A simple C++ module system with CMake

27 November 2024

Implementing a module/plugin system for a C++ application for faster compile times.

One way to implement a simple module/plugin system in C++ using CMake.

By module or plugin, I mean a replaceable software components, where each serves a similar function, but with a different implementation. Not C++ 20 modules.

Background

In my current role, my team and I have been in the gradual process of converting a lot of Python code into C++. The software handles large volumes of time-series datasets, and is consequently difficult to parallelise. With the volume of data increasing over time, the processing time of the Python processors had been steadily creeping up - taking on the order of hours for some datasets.

After converting legacy Python code for a dataset into C++, we typically see processing times drop by a factor of 10 or so - the conversions have been a great success. But as more code was implemented in the C++ application, build times have also steadily increased, to the point of slowing down day-to-day development and CI.

The original architecture

At a high level, the high-level purpose of this application is pretty simple: given a particular dataset, run the code which processes that dataset to generate our desired output. The single executable therefore contains all the code needed to handle all datasets.
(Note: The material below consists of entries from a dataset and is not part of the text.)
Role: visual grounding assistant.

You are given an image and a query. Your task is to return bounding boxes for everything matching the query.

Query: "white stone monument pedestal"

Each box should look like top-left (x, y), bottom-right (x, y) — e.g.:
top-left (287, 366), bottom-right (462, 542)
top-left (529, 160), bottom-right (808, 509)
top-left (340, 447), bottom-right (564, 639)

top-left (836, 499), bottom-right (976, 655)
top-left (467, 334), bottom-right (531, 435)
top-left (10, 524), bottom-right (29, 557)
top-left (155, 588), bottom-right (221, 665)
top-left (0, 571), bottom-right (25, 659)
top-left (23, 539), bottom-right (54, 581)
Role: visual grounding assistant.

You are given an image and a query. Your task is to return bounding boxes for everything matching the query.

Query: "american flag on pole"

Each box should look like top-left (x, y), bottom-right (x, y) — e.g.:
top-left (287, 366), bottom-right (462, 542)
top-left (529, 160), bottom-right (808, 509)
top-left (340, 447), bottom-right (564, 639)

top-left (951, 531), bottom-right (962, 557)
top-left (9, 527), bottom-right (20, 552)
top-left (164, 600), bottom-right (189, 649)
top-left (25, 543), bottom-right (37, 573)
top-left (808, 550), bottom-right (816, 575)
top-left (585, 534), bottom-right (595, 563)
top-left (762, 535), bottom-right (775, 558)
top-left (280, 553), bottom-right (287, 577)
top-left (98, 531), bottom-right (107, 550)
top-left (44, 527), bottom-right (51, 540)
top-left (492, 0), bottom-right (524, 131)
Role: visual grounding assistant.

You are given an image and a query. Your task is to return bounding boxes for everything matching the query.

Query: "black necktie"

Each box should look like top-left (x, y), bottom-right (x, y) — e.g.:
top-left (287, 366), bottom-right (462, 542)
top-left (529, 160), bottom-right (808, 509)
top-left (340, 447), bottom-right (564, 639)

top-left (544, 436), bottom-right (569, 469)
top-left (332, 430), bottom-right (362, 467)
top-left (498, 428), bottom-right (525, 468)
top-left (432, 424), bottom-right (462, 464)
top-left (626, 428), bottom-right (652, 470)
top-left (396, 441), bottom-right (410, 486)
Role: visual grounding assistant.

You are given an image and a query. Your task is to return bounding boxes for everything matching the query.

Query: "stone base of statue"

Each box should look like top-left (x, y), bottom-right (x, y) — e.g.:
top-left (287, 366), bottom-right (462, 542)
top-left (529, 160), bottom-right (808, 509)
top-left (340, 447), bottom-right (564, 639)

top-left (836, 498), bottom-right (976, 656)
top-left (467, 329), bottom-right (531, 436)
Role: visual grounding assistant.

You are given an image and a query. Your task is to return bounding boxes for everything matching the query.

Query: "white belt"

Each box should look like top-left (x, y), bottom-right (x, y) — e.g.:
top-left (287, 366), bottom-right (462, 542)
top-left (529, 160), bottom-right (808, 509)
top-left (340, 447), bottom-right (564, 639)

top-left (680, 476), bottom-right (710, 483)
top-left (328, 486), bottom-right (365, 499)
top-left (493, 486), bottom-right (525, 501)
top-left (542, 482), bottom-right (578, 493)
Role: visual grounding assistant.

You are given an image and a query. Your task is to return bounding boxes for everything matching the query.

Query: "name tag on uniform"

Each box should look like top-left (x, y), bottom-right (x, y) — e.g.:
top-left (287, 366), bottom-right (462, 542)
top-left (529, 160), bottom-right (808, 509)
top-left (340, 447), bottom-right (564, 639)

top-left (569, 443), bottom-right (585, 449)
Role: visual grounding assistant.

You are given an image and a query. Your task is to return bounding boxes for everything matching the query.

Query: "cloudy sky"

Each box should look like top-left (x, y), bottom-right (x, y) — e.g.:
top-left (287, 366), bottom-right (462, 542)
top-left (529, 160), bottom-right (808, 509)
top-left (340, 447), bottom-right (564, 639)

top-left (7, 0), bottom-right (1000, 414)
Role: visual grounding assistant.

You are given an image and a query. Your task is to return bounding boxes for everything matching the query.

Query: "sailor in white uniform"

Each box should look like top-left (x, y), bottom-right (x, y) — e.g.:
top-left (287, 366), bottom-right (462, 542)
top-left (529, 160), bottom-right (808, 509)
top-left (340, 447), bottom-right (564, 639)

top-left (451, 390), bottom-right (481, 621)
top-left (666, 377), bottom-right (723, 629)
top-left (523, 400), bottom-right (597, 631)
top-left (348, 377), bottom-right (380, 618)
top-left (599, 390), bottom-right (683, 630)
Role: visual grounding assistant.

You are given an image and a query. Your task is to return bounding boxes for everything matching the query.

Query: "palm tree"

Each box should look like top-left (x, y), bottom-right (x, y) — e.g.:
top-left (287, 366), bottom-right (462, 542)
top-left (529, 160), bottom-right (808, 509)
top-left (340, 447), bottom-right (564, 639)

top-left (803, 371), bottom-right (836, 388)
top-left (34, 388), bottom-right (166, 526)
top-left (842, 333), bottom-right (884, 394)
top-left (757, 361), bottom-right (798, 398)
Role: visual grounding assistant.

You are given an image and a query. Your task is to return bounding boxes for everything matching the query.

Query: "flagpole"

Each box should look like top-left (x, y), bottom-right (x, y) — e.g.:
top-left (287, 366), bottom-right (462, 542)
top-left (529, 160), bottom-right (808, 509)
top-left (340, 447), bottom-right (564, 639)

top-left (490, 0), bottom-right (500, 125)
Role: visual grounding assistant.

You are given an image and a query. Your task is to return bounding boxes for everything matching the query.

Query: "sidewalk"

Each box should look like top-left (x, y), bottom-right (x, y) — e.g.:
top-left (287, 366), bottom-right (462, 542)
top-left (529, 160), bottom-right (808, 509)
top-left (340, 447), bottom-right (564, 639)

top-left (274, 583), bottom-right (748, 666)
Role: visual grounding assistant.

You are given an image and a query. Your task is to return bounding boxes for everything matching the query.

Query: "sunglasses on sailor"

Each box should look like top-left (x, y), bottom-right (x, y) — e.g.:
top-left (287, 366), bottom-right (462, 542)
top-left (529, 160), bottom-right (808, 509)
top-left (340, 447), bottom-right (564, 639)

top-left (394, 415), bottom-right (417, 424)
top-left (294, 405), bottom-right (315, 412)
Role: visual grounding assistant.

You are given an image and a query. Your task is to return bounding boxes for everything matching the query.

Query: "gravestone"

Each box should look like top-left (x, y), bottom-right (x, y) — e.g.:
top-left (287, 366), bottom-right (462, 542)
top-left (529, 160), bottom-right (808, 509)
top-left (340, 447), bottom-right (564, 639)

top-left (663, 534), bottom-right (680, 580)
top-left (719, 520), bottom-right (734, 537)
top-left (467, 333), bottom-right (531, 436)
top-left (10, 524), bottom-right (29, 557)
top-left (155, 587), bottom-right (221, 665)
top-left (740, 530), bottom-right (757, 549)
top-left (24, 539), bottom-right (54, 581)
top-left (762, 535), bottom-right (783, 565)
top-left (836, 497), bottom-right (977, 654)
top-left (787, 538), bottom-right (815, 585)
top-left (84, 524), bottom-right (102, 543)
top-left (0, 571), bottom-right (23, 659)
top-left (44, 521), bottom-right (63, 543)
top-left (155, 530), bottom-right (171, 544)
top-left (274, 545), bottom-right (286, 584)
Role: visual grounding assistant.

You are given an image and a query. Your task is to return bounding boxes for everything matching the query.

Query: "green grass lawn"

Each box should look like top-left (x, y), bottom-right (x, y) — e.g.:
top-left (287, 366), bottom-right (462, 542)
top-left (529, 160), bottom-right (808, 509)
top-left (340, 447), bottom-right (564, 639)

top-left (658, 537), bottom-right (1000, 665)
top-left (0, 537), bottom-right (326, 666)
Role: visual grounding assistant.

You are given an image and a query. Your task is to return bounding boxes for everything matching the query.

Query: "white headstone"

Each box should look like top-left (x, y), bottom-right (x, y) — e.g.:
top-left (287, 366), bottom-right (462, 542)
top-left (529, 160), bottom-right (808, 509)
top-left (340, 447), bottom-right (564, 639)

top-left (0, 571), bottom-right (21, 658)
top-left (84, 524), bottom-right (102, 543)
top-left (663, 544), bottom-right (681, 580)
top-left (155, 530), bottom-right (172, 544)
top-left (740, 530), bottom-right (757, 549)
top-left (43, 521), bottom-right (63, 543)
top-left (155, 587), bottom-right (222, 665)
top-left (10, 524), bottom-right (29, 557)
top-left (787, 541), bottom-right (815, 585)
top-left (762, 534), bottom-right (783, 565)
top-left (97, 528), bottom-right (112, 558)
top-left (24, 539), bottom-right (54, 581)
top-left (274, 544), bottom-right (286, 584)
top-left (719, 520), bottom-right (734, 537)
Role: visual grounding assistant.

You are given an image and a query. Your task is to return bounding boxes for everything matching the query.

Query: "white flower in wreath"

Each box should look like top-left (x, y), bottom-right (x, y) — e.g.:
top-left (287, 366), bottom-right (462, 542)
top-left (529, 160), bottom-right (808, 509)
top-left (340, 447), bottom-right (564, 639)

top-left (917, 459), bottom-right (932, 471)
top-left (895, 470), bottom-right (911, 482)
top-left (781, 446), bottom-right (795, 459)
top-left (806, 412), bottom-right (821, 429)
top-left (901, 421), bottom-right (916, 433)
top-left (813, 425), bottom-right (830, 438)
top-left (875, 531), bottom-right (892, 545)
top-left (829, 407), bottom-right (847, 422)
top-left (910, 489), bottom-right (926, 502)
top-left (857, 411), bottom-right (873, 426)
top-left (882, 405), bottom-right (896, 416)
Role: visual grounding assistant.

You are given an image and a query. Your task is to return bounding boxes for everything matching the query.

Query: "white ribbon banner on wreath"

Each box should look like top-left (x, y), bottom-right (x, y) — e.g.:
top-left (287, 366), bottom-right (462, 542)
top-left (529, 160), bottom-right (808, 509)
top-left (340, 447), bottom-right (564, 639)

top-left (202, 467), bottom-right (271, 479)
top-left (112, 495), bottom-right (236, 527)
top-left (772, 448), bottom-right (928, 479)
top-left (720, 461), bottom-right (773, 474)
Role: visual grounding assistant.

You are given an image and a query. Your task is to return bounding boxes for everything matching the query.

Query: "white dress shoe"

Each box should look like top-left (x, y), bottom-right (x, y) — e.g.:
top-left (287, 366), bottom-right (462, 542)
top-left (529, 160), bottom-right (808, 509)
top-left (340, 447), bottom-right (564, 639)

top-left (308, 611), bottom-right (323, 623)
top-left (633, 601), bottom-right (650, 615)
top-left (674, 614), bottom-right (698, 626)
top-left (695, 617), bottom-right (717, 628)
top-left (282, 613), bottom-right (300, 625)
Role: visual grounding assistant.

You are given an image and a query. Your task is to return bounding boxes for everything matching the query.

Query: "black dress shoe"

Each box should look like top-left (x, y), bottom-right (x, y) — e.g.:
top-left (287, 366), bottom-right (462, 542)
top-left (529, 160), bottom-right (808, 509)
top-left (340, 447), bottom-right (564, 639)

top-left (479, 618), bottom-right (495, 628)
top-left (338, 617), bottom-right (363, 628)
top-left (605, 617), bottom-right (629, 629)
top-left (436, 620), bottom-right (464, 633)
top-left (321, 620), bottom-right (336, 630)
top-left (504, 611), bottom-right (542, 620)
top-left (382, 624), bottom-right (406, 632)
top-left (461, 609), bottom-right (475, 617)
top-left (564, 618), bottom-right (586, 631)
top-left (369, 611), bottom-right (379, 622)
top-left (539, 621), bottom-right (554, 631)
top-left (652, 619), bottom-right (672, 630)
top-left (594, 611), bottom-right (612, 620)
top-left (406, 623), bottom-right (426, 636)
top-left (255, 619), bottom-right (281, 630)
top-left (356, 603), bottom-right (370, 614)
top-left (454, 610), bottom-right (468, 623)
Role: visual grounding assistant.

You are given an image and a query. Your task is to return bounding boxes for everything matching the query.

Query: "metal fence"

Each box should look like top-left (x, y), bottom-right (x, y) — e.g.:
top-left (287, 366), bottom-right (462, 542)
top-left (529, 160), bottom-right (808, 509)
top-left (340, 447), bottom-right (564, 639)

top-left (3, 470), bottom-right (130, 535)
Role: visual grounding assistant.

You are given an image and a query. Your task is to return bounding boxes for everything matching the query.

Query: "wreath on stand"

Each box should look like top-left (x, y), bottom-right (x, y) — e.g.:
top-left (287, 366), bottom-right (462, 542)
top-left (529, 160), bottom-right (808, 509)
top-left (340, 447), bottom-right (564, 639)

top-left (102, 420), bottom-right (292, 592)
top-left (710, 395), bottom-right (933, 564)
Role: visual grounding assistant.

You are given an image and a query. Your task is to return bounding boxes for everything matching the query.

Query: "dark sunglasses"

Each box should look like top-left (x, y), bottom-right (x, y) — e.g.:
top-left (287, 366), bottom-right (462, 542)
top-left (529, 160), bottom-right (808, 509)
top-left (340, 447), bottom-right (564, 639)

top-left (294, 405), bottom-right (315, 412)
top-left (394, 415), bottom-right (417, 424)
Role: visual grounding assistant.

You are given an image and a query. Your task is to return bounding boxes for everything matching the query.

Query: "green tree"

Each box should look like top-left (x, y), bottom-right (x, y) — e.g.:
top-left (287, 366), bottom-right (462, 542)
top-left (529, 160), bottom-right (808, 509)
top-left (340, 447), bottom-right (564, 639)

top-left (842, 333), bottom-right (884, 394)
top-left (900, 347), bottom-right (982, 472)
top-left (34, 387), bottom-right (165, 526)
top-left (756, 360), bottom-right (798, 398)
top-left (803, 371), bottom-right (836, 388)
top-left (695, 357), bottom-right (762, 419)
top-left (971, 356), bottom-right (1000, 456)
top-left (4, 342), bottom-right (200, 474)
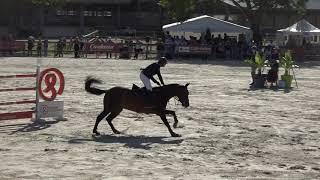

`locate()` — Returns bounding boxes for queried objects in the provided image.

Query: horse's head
[176,83,190,107]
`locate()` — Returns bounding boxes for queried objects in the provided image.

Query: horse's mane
[153,84,181,90]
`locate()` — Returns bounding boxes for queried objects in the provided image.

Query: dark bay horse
[85,77,190,137]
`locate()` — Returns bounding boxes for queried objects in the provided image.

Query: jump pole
[35,58,41,122]
[0,65,38,121]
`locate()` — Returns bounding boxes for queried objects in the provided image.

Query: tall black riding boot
[144,90,154,107]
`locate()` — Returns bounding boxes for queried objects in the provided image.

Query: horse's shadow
[69,134,184,150]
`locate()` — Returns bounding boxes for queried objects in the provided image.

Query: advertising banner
[37,101,64,119]
[0,41,25,51]
[85,41,119,53]
[177,46,211,55]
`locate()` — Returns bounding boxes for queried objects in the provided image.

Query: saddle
[132,84,160,94]
[132,84,146,95]
[132,84,158,107]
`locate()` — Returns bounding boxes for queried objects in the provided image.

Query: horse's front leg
[164,110,178,128]
[159,113,181,137]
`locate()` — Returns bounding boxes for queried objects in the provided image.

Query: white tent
[277,19,320,33]
[162,15,252,40]
[277,19,320,46]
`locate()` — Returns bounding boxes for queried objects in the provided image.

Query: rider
[140,57,167,99]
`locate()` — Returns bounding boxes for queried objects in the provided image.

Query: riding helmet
[159,57,167,64]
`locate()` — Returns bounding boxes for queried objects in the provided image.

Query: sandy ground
[0,57,319,179]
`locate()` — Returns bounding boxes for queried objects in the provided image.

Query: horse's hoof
[173,123,178,128]
[93,131,101,136]
[171,133,181,137]
[114,130,121,134]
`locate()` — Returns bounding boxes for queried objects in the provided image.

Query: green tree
[160,0,308,42]
[226,0,308,42]
[159,0,197,22]
[31,0,65,6]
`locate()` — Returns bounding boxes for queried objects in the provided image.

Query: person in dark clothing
[74,39,80,58]
[156,40,165,59]
[79,39,85,58]
[55,40,63,57]
[27,37,34,56]
[36,39,42,57]
[133,40,142,59]
[43,39,48,57]
[140,57,167,92]
[267,60,279,87]
[139,57,167,105]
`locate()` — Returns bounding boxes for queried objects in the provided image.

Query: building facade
[2,0,320,39]
[1,0,162,38]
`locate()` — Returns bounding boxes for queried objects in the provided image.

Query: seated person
[267,60,279,87]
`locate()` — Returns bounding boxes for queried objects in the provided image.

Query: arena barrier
[0,65,64,121]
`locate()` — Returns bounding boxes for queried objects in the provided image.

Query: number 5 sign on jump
[38,68,65,101]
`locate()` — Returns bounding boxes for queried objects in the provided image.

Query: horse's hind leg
[106,110,122,134]
[93,110,109,135]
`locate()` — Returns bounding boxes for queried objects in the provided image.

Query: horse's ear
[185,83,190,87]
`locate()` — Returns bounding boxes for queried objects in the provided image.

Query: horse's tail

In main(), we had something akin to the following:

#include "dataset1.hpp"
#include "dataset2.hpp"
#include "dataset3.hpp"
// ...

void run_for_dataset(const std::string& dataset_name, ...) {
  if (dataset_name == "dataset1") {
    run_dataset_1();
  } else if (dataset_name == "dataset2") {
    run_dataset_2();
  } else if (dataset_name == "dataset3") {
    run_dataset_3();
  } // ...

  throw std::runtime_error{"Unknown dataset"};
}

int main(int argc, char* argv[]) {
  run_for_dataset(...);
}

Under the hood, each dataset processor is implemented using a heavily-templated class. Each class inherits a thin virtual base class, so we have a shared processing loop which uses dynamic dispatch on the processor object.

Templated classes in are typically defined and implemented in headers, so that's what developers tended to stick to. This resulted in tons of template instantiations within a single translation: the main source file.

Not only did this take a long time, consume gigabytes of memory (to the point where our build agents started failing), it's also wasteful for an individual developer's purposes. While developing for a specific dataset, one is typically only changing the implementation of and running on a single dataset. But each time the main executable is built for testing, there's a lot of recompiling and linking of irrelevant code for other datasets.

At some point, developers started locally commenting out the code for other datasets in main() to dramatically reduce their build times. But local patches are inherently fragile: producing merge conflicts, and introducing the risk that they are accidentally committed and included in a code review.

It was clear something had to be done. While I suggested moving template implementations into source files as much as possible, this wouldn't help the extreme link times, and was very tedious to do manually. While alternative linkers like mold are available, I haven't found it much help in the build time department. Ideally, we'd have a system that would allow building the implementation(s) for just the required dataset(s).

Other developers had started using a script which automatically edited main() for you, while I started on a build system solution. This ended up taking much longer to merge than I expected.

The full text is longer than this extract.